Mercenaries are hired through A.I.M. and up to eight can be deployed at any time from a pool of sixty. Each has four attributes — health, agility, dexterity, wisdom — and four skills: medical, explosives, mechanical, and marksmanship. They gain experience in the skills they use and can be left at base between missions to heal, train, or repair equipment. The personality system was the element that distinguished the game most clearly from contemporaries. Mercenaries voiced their opinions, complained about conditions, commented on each other, and sometimes refused to work alongside specific individuals. Some would decline a contract until the player had demonstrated enough competence to be worth working for. The result was a roster that felt inhabited rather than interchangeable, which was unusual in a genre where units were typically anonymous and disposable.

Combat is turn-based, viewed from overhead, operating on action points. Each mercenary’s available actions per turn are constrained by their agility and stamina. Cover, line of sight, and terrain all factor into engagements. There is no overarching base to manage between missions, only the map of Metavira and the daily cycle of deploying mercenaries, paying staff, and choosing which sector to assault. Occasionally Jack or Brenda Richards contact the player with secondary objectives such as securing a clean water supply; these can be ignored but create complications if they are.

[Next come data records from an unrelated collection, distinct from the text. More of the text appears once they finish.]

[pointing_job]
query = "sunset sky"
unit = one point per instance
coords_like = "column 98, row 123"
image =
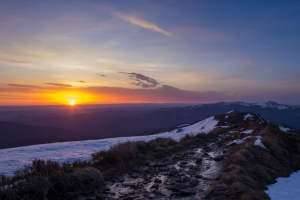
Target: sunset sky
column 90, row 52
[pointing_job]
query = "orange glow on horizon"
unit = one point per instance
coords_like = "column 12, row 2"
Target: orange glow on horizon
column 70, row 98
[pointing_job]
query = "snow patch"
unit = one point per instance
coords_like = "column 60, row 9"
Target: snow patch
column 15, row 158
column 237, row 141
column 247, row 131
column 285, row 188
column 247, row 116
column 258, row 142
column 283, row 128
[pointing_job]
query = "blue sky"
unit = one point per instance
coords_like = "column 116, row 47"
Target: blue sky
column 236, row 50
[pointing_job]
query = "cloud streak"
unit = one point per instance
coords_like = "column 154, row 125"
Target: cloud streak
column 142, row 80
column 59, row 84
column 22, row 85
column 14, row 62
column 142, row 23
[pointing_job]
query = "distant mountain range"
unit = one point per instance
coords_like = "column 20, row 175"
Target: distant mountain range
column 27, row 127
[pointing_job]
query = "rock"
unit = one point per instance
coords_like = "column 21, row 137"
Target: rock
column 188, row 191
column 172, row 172
column 199, row 160
column 75, row 193
column 176, row 193
column 157, row 180
column 80, row 197
column 193, row 182
column 198, row 176
column 100, row 196
column 91, row 197
column 146, row 169
column 155, row 185
column 185, row 179
column 219, row 158
column 153, row 190
column 178, row 186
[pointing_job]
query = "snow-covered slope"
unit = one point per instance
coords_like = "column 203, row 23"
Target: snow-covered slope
column 285, row 188
column 269, row 104
column 14, row 158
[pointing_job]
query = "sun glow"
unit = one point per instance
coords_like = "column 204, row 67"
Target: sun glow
column 72, row 102
column 70, row 98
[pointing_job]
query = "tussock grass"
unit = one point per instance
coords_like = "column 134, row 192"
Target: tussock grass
column 250, row 168
column 48, row 179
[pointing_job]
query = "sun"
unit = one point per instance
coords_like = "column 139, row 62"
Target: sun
column 72, row 102
column 70, row 98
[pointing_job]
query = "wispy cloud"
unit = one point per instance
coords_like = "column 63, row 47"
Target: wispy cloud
column 142, row 23
column 22, row 85
column 59, row 84
column 142, row 80
column 14, row 62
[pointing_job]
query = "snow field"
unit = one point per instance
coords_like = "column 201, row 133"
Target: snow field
column 14, row 158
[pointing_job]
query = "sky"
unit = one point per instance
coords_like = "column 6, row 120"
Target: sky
column 99, row 52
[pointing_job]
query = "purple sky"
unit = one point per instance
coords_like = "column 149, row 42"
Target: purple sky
column 150, row 51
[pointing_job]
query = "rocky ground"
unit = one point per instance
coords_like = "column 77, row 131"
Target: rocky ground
column 184, row 175
column 187, row 174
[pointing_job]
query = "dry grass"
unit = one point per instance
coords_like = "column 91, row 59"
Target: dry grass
column 47, row 179
column 250, row 168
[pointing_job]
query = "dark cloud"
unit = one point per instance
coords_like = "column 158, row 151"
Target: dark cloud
column 59, row 84
column 22, row 85
column 142, row 80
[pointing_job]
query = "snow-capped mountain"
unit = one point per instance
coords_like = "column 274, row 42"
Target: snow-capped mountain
column 269, row 104
column 12, row 159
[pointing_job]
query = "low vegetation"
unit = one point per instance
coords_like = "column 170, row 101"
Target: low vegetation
column 249, row 168
column 48, row 179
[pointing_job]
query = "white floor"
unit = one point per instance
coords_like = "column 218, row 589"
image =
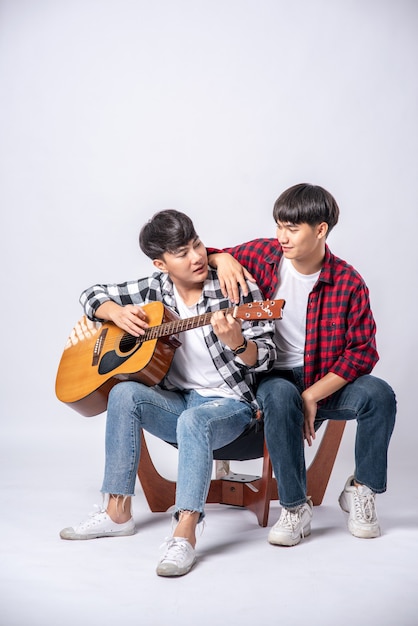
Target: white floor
column 330, row 578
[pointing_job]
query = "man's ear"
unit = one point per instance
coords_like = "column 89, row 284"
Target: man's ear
column 160, row 265
column 322, row 230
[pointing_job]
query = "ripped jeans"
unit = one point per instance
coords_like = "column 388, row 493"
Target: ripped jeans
column 198, row 425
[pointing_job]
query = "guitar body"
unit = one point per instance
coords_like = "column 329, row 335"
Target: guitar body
column 99, row 355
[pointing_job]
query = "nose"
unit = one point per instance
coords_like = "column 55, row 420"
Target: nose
column 282, row 235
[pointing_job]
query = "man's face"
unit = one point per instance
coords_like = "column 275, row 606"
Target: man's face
column 187, row 266
column 301, row 242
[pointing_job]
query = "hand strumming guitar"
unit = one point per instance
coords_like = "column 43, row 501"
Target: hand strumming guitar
column 130, row 318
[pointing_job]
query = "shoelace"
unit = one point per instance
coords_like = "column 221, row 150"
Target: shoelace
column 175, row 549
column 364, row 506
column 92, row 517
column 290, row 519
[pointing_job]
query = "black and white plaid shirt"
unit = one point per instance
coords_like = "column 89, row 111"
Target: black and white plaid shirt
column 159, row 287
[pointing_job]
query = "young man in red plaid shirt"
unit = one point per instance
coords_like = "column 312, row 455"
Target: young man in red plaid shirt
column 326, row 351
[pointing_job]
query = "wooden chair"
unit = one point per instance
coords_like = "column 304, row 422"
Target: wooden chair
column 252, row 492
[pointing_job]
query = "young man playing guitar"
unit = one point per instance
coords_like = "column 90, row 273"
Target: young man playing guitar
column 206, row 400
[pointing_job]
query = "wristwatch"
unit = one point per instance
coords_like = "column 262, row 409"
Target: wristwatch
column 242, row 348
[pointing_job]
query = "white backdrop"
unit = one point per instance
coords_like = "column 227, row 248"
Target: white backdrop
column 114, row 109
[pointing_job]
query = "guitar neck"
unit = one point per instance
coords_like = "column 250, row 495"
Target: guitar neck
column 177, row 326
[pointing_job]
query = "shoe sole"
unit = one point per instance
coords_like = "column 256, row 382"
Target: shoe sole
column 76, row 537
column 289, row 541
column 360, row 533
column 171, row 573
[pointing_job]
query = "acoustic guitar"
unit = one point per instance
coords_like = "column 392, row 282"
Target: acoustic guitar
column 99, row 355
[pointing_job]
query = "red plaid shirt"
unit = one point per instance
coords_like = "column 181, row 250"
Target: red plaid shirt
column 340, row 328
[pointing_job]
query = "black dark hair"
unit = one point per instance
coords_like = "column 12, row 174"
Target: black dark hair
column 308, row 204
column 166, row 231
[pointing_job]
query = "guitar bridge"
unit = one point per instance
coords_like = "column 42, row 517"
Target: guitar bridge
column 98, row 347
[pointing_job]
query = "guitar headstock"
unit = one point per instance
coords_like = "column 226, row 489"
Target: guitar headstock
column 260, row 310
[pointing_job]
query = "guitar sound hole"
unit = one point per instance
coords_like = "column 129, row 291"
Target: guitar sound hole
column 128, row 343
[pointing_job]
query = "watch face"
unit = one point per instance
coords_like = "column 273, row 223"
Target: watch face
column 241, row 349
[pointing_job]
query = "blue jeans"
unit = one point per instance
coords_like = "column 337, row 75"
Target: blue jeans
column 196, row 424
column 368, row 399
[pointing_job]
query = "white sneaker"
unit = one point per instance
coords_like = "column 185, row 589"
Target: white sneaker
column 292, row 525
column 99, row 524
column 178, row 559
column 359, row 503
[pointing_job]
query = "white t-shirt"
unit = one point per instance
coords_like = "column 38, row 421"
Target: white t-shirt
column 192, row 366
column 289, row 337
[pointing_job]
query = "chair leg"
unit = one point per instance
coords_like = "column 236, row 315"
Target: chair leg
column 259, row 501
column 320, row 469
column 159, row 491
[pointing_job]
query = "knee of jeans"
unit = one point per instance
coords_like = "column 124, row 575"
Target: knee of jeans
column 277, row 394
column 379, row 391
column 189, row 422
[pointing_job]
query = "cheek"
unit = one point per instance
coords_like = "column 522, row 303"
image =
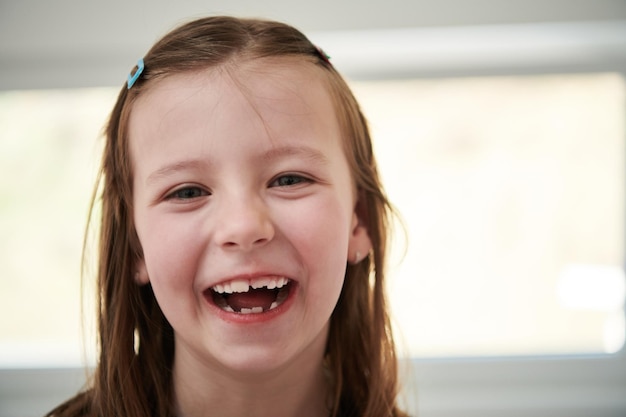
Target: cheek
column 169, row 249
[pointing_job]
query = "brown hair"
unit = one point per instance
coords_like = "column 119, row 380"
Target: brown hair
column 131, row 381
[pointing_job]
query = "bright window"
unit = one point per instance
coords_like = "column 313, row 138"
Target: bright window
column 512, row 192
column 511, row 189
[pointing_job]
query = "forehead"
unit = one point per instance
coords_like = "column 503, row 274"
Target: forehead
column 272, row 98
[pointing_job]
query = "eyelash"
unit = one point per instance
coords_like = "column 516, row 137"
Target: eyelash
column 294, row 180
column 184, row 193
column 178, row 194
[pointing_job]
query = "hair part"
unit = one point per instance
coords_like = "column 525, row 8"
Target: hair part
column 360, row 355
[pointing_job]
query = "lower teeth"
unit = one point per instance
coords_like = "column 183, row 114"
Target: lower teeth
column 282, row 296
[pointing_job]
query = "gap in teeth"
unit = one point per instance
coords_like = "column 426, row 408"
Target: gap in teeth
column 281, row 295
column 241, row 285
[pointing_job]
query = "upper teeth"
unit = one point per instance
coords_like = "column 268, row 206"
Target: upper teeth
column 244, row 285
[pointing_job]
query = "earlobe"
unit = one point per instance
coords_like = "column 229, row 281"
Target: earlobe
column 141, row 273
column 360, row 244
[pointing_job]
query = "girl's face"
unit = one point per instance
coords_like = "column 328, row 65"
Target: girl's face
column 245, row 210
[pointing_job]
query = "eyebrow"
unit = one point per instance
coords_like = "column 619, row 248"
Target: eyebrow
column 302, row 151
column 187, row 164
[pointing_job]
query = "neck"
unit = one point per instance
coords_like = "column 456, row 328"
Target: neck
column 297, row 390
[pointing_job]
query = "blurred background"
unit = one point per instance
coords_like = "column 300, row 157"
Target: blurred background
column 499, row 128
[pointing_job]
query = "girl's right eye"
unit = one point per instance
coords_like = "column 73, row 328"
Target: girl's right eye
column 187, row 193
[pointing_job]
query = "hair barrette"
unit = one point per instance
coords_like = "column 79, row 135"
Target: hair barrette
column 132, row 78
column 323, row 55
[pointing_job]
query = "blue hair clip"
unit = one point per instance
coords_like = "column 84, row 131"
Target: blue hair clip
column 322, row 54
column 133, row 77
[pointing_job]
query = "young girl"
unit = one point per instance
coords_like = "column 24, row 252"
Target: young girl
column 242, row 238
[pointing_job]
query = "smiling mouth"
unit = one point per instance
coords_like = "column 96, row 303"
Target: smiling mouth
column 253, row 296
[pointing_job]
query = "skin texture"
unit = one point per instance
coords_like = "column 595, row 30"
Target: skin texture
column 240, row 174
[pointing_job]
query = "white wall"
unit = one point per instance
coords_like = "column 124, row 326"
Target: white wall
column 75, row 43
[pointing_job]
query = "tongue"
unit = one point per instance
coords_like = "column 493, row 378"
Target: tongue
column 253, row 298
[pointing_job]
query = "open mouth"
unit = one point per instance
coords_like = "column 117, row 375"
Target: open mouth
column 251, row 296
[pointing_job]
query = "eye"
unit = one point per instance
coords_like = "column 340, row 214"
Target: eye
column 289, row 180
column 187, row 193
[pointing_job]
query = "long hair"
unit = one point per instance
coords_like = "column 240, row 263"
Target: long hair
column 133, row 375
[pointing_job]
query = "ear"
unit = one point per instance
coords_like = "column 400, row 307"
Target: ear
column 141, row 272
column 360, row 244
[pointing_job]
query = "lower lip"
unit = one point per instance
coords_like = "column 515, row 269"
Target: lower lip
column 254, row 318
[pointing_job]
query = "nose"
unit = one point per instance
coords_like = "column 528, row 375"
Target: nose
column 243, row 223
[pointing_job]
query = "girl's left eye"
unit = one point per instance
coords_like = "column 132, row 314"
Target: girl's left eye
column 289, row 180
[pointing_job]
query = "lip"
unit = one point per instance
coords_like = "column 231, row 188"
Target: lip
column 238, row 318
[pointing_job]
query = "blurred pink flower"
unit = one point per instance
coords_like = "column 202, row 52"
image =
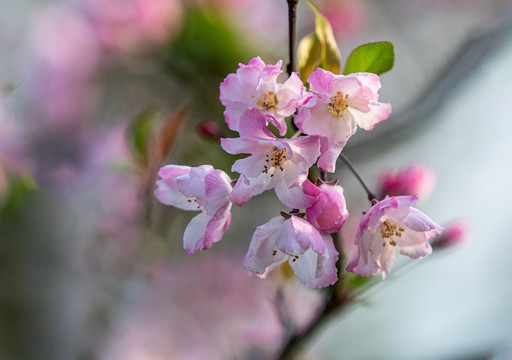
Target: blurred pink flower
column 67, row 55
column 204, row 308
column 416, row 179
column 63, row 40
column 455, row 233
column 391, row 225
column 134, row 25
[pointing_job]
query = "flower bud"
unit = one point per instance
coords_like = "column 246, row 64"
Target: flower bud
column 210, row 130
column 329, row 212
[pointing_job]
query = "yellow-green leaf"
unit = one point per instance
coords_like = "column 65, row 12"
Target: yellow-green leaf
column 330, row 58
column 377, row 58
column 309, row 53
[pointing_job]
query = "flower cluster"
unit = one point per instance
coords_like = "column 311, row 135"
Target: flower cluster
column 258, row 108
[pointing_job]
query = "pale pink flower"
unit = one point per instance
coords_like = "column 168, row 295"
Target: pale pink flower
column 392, row 225
column 416, row 179
column 329, row 211
column 282, row 164
column 311, row 255
column 254, row 86
column 203, row 189
column 342, row 103
column 134, row 25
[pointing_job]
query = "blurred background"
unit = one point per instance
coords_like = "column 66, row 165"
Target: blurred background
column 96, row 95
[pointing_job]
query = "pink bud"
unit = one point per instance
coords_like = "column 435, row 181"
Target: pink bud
column 416, row 179
column 329, row 212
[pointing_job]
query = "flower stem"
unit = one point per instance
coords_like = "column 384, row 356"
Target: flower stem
column 292, row 16
column 371, row 195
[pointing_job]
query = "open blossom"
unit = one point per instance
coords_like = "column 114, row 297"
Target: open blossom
column 416, row 179
column 203, row 189
column 342, row 103
column 254, row 86
column 329, row 211
column 311, row 255
column 391, row 225
column 282, row 164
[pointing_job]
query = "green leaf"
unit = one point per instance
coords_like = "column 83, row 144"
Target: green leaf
column 330, row 56
column 140, row 135
column 309, row 54
column 377, row 58
column 16, row 194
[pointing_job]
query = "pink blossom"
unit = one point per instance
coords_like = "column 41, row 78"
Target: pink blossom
column 416, row 179
column 132, row 25
column 329, row 212
column 202, row 308
column 254, row 86
column 392, row 224
column 341, row 104
column 201, row 189
column 455, row 233
column 311, row 255
column 282, row 164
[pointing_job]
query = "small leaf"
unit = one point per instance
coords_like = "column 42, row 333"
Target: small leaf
column 330, row 58
column 170, row 131
column 377, row 58
column 140, row 135
column 309, row 54
column 16, row 195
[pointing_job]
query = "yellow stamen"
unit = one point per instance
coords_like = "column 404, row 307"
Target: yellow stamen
column 268, row 101
column 338, row 104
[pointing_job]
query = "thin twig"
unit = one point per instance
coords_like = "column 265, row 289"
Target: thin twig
column 292, row 16
column 371, row 195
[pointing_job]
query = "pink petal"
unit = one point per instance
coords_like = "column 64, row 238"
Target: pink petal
column 194, row 233
column 263, row 244
column 294, row 197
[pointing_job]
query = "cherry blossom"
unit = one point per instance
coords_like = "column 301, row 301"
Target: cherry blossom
column 254, row 86
column 416, row 179
column 311, row 255
column 203, row 189
column 341, row 104
column 282, row 164
column 329, row 211
column 391, row 225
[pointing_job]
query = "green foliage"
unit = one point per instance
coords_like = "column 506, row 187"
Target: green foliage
column 16, row 194
column 377, row 58
column 319, row 49
column 140, row 135
column 309, row 54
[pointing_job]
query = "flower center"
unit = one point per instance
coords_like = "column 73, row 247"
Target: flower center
column 268, row 101
column 338, row 104
column 275, row 160
column 388, row 230
column 194, row 200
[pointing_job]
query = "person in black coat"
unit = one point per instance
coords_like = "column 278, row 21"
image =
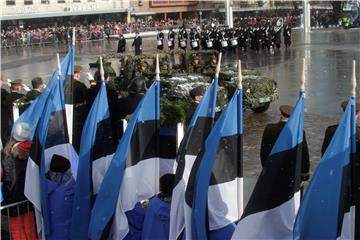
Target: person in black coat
column 4, row 117
column 13, row 164
column 127, row 105
column 183, row 36
column 329, row 133
column 80, row 107
column 160, row 40
column 137, row 44
column 121, row 44
column 7, row 112
column 287, row 36
column 171, row 39
column 271, row 134
column 38, row 87
column 112, row 97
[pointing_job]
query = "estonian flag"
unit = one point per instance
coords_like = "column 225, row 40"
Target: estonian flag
column 216, row 199
column 133, row 174
column 51, row 138
column 33, row 113
column 67, row 79
column 96, row 152
column 272, row 207
column 326, row 211
column 199, row 128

The game closes with Santino at his compound in Sector 1. When the player reaches him, he triggers a self-destruct sequence and detonates the building, killing himself. Whether the player recovers the only surviving Fallow sapling in the compound before it is destroyed changes the final cutscene.
Jagged Alliance received positive reviews on release and sold well enough to justify a franchise. Deadly Games, a standalone expansion focusing on discrete mission-based scenarios rather than the open campaign, followed in 1995. Jagged Alliance 2 released in 1999 to wider critical recognition and has largely overshadowed the original in retrospective coverage, though the first game established every system the sequel refined. Strategy First currently holds the IP. A proper sequel, Jagged Alliance 3, developed by Haemimont Games, released in 2023 to an 80% critic score. The original is available on GOG.